Symposia
iHSM3 will feature multiple parallel symposia exploring diverse themes in the design, processing, characterization, and modeling of heterostructured materials.
Fundamentals of Heterostructured Materials
This symposium explores the fundamental scientific principles governing heterostructured materials, including their microstructural design, deformation mechanisms, and emergent properties arising from spatial heterogeneity. Discussions will emphasize how structural gradients, phase distributions, and interface interactions determine mechanical, thermal, and functional behavior.
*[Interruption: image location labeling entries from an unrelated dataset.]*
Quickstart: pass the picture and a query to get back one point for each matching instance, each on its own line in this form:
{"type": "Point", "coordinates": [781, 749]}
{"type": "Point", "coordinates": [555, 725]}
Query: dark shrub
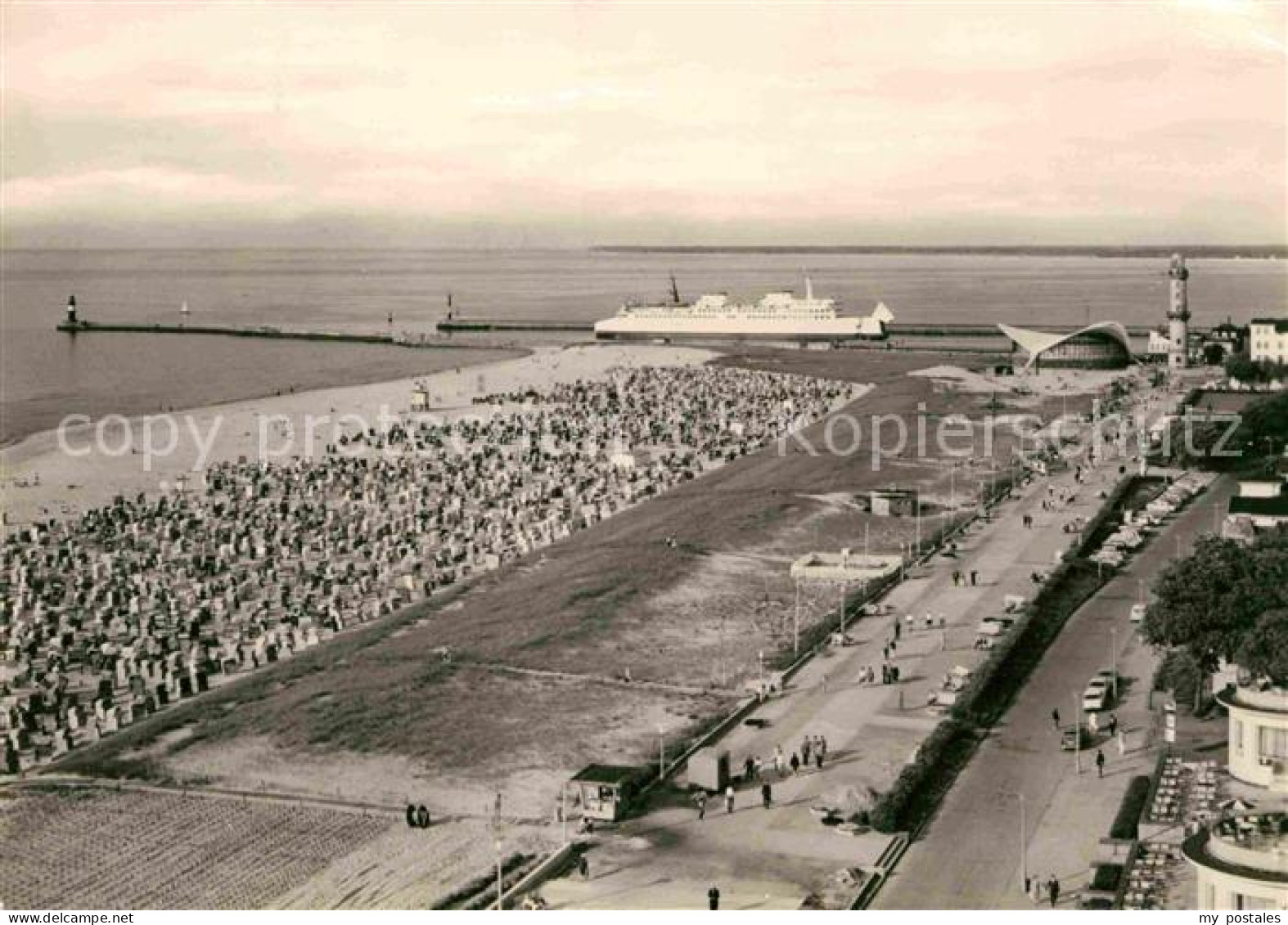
{"type": "Point", "coordinates": [1128, 819]}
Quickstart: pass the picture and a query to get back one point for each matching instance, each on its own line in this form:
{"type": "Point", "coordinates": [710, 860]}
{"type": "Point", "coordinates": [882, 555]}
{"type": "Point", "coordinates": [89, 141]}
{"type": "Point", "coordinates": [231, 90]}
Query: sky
{"type": "Point", "coordinates": [565, 125]}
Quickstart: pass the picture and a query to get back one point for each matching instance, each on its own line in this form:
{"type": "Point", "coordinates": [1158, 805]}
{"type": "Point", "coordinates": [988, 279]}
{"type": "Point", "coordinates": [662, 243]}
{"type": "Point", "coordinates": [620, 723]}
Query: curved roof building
{"type": "Point", "coordinates": [1097, 346]}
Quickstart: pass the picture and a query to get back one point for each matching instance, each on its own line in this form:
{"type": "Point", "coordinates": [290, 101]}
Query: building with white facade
{"type": "Point", "coordinates": [1242, 862]}
{"type": "Point", "coordinates": [1268, 340]}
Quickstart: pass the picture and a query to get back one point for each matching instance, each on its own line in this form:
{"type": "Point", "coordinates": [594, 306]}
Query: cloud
{"type": "Point", "coordinates": [778, 116]}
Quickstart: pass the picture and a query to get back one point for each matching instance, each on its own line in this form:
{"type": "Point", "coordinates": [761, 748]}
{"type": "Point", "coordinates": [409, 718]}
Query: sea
{"type": "Point", "coordinates": [45, 375]}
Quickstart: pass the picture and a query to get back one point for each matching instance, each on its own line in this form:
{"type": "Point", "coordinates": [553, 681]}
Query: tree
{"type": "Point", "coordinates": [1211, 602]}
{"type": "Point", "coordinates": [1265, 650]}
{"type": "Point", "coordinates": [1212, 354]}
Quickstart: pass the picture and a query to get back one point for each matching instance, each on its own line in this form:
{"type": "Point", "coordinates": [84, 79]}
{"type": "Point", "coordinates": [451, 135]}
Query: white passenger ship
{"type": "Point", "coordinates": [780, 316]}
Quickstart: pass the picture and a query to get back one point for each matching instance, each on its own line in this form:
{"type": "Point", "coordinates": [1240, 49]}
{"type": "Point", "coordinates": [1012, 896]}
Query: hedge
{"type": "Point", "coordinates": [924, 781]}
{"type": "Point", "coordinates": [1106, 878]}
{"type": "Point", "coordinates": [1128, 821]}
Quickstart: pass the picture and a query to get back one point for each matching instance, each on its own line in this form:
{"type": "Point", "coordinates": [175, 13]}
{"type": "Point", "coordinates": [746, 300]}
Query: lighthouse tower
{"type": "Point", "coordinates": [1178, 316]}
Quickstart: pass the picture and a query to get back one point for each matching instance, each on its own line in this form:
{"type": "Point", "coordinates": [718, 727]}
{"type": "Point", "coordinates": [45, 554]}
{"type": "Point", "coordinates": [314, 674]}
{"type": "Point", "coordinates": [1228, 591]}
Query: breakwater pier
{"type": "Point", "coordinates": [399, 340]}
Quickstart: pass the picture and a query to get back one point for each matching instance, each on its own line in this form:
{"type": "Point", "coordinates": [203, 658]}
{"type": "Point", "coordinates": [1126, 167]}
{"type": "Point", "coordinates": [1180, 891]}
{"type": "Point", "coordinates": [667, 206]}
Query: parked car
{"type": "Point", "coordinates": [994, 626]}
{"type": "Point", "coordinates": [1097, 696]}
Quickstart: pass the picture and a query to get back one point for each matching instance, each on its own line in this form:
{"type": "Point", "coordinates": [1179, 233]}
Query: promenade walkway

Processing and Properties of Heterostructured Materials
Focusing on the interplay between fabrication methods and resulting performance, this symposium addresses advanced processing techniques—such as severe plastic deformation, additive manufacturing, and thermomechanical routes—and their influence on mechanical strength, ductility, stability, and multifunctionality. Emphasis is placed on microstructure–property relationships and scalable production strategies.
Architecture Heterostructured Materials
This symposium highlights innovative architectural design approaches for heterostructured materials, including hierarchical configurations, multimodal microstructures, and architected interfaces. Contributions will cover how controlled spatial organization enables tailored combinations of strength, toughness, fatigue resistance, and functional responses for next-generation materials systems.
Modeling and AI-Driven Design of Heterostructured Materials
Dedicated to computational and data-driven advancements, this symposium covers multiscale modeling, machine-learning frameworks, digital twins, and predictive algorithms for the design and optimization of heterostructures. Topics include mechanism-informed simulations, microstructure reconstruction, and accelerated materials discovery enabled by AI-guided workflows.
Advanced Characterization and In-Situ Observation of Heterostructured Materials
This symposium presents state-of-the-art characterization methodologies, including in-situ mechanical testing, 4D microscopy, synchrotron techniques, and high-resolution interface analysis. Emphasis is placed on real-time observation of deformation, phase evolution, and interface dynamics to clarify structure–property–process correlations.
Heterostructures for Functional Applications
Focusing on functional performance, this symposium examines heterostructured materials designed for energy storage, electronic devices, catalysis, thermal management, sensing, and multifunctional systems. Discussions explore how engineered gradients and interfaces enable improved conductivity, stability, transport behavior, and application-specific functionalities.
Dynamic Behavior of Heterostructured Materials under Extreme Environments
This symposium investigates the response of heterostructured materials under extreme conditions such as high strain rates, elevated temperatures, irradiation, corrosion, and severe mechanical loading. Presentations address failure mechanisms, rate-dependent deformation, microstructural evolution, and strategies for enhancing resilience and reliability.
Interface-Driven Phenomena in Heterostructured Materials
This symposium focuses on the critical role of interfaces in governing mechanical, physical, and chemical behavior. Topics include interface chemistry, coherency effects, dislocation interactions, phase boundaries, and emergent phenomena arising from interface engineering. Insights aim to guide interface-tailored material design for superior performance.